Oral Answers to Questions — Employment – in the House of Commons at 12:00 am on 7 February 1995.
To ask the Secretary of State for Employment what is his assessment of the impact on inward investment of the United Kingdom's recent industrial relations record; and if he will make a statement.
The turnround in industrial relations records since 1979 has contributed to our remarkable record in attracting inward investment, which has made the United Kingdom the number one location in Europe.
Is my right hon. Friend aware that the City of Chester has a remarkable record for attracting inward investment in recent years? Will he confirm that, in the year to last November, some 238,000 days were lost in this country through industrial action, compared with 1979, when 29 million days were lost in that one year? Does he see a direct correlation between those two startling facts?
I congratulate the City of Chester on attracting inward investment and I congratulate my hon. Friend on his part in that. He has always been positive and welcoming and has looked for opportunities for his constituents. I see a direct correlation between that and our performance in industrial relations.

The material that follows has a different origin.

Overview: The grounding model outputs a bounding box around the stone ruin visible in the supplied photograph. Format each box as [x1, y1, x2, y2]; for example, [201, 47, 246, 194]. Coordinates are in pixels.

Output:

To put it graphically, in the first month of 1979, we lost five times as many days through strikes as we lost in the whole of 1993. Those who want the bad old days of industrial relations and disorder restored by returning the Labour party to Government need their heads examined.
The Secretary of State will be aware that inward investment and industrial relations will be discussed at the United Nations social summit next month in Copenhagen. Will he confirm that neither he nor the Prime Minister will be attending that summit, and that a flunky or a flunkette will go instead? While the majority of European, OECD and third-world countries will be sending heads of state and Ministers of Labour, is not Britain once again snubbing the summit and sending a message of patronising indifference to the third world?
The hon. Gentleman gets very agitated about a matter on which no decision has been taken.